= Yiannis Patilis =

Greek poet (born 1947)

Yiannis Patilis (Greek: Γιάννης Πατίλης) (born 21 February 1947 in Colonus, Athens) is a Greek poet.

==Biography==
He spent his childhood in Colonus and later in Patisia. He has been living in Nea Smyrni since 2005. He studied law and modern Greek philology at the University of Athens and worked as a professor of philology in secondary education from 1980 to 2010.

He was the co-founder of the literary journals To Dentro (1978), Nisos – Music and Poetry (1983) and Critique and Texts (1984). Since 1986 he has published the literary journal Planodion, while in April 2010 he created and has since run a website for short stories called Bonsai Stories.

In 1995 he edited, with the collaboration of Elissavet Liaropoulou, the philological edition in two volumes of Angelos Simiriotis' poems (1870–1944). Simirioti was a poet from Smyrna in Asia Minor.

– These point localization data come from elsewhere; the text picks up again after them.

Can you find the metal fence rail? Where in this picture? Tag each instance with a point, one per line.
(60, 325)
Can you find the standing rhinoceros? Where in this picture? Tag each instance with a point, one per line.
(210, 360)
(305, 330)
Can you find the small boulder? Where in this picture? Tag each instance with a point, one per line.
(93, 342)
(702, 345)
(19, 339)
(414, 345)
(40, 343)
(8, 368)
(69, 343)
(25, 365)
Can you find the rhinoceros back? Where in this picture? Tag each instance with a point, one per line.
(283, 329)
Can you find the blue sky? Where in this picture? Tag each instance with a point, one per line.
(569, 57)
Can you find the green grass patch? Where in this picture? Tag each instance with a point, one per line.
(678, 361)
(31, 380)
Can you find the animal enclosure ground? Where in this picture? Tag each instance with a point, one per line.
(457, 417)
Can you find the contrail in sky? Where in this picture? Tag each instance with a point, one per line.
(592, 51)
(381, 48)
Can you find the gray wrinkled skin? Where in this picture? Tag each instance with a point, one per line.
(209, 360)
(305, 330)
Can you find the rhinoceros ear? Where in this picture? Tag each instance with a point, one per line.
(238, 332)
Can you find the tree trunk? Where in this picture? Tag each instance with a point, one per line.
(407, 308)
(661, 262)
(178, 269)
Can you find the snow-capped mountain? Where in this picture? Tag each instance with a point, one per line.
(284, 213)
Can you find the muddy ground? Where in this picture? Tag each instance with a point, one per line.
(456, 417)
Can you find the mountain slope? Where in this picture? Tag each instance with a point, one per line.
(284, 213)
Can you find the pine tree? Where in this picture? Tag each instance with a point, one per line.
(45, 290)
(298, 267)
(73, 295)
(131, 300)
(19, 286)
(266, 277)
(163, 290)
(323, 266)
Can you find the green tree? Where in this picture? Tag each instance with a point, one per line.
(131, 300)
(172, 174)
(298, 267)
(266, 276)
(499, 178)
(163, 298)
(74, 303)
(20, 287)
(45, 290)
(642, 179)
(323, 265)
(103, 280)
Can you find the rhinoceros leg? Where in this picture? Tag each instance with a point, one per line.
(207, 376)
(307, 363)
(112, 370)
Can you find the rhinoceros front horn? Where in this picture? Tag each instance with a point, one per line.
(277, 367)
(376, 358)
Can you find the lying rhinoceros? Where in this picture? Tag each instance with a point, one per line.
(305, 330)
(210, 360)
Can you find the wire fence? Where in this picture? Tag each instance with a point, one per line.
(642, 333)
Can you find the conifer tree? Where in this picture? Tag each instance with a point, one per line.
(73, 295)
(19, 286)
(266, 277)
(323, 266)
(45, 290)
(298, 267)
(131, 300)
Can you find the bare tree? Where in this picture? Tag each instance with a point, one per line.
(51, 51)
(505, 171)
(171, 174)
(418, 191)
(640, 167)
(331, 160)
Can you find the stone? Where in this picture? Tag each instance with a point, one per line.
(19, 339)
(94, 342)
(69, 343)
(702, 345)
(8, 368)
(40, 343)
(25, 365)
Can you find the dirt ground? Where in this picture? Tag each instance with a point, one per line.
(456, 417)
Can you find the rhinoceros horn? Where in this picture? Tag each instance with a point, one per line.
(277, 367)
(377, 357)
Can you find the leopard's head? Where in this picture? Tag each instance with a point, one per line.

In 1996, he was a guest at the Hellenic Studies Program of the University of Princeton and in 2000 a guest poet at the 31st International Poetry Festival in Rotterdam, the Netherlands. His poems have been translated into many languages and have been included in many anthologies and magazines in Greece and abroad. In 1997, the literary magazine Emvolimon prepared and circulated a special issue dedicated to his poetry.

==Poetry==
He belongs to the so-called Genia tou 70 (‘Generation of the ‘70s), which is a literary term referring to Greek authors who began publishing their work during the 1970s, especially towards the end of the Greek military junta of 1967-1974 and in the first years of the Metapolitefsi. According to the Dutch Hellenist and translator of his poems into Dutch, Hero Hokwerda, "the poets of this generation fiercely oppose the rise of the modern technological, capitalistic consumer society, which they see as a mortal threat to the individual. Patilis, despite his sarcasm, is often more humorous and ironic in tone than his contemporaries. His poetry is truly a poetry of the city, of the daily microcosm of urban life, reflecting the changing times. If he still uses names from ancient Greek history and mythology, it is not in pursuit of nationalistic goals or in search of a Greek national identity; his poetry remains strictly personal and is about the place of the individual in modern society."

===Poetry collections===
- Ο μικρός και το θηρίο (The Little Guy and the Beast), 1970
- Αλλά τώρα, προσέχτε! (But Now Be Careful!), 1973
- Υπερ των καρπών (In Favor of Fruition), 1977
- Κέρματα (Tokens), 1980
- Μη καπνιστής σε χώρα καπνιζόντων (Poems 1970–1980) (Non-Smoker in the Land of Smokers; poems, 1970–80), 1982
- Ζεστό μεσημέρι (Warm Midday), 1984
- Γραφέως κάτοπτρον (The Scribe's Mirror), 1989
- Ταξίδια στην ίδια πόλη (Poems 1970–1990) (Trips in the Same City, poems, 1970–90), 1993
- Ακτή Καλλιμασιώτη (Kallimasioti Coast), 2009
- Αποδρομή του Αλκοόλ και άλλα ποιήματα (Alcohol in Remission and other poems), 2012

A selection of his poetry is available in English: Camel of Darkness. Selected Poems (1970–1990)', translated from the Greek by Stathis Gourgouris, Quarterly Review of Literature, Poetry Books Series, Volume XXXVI, Princeton 1997.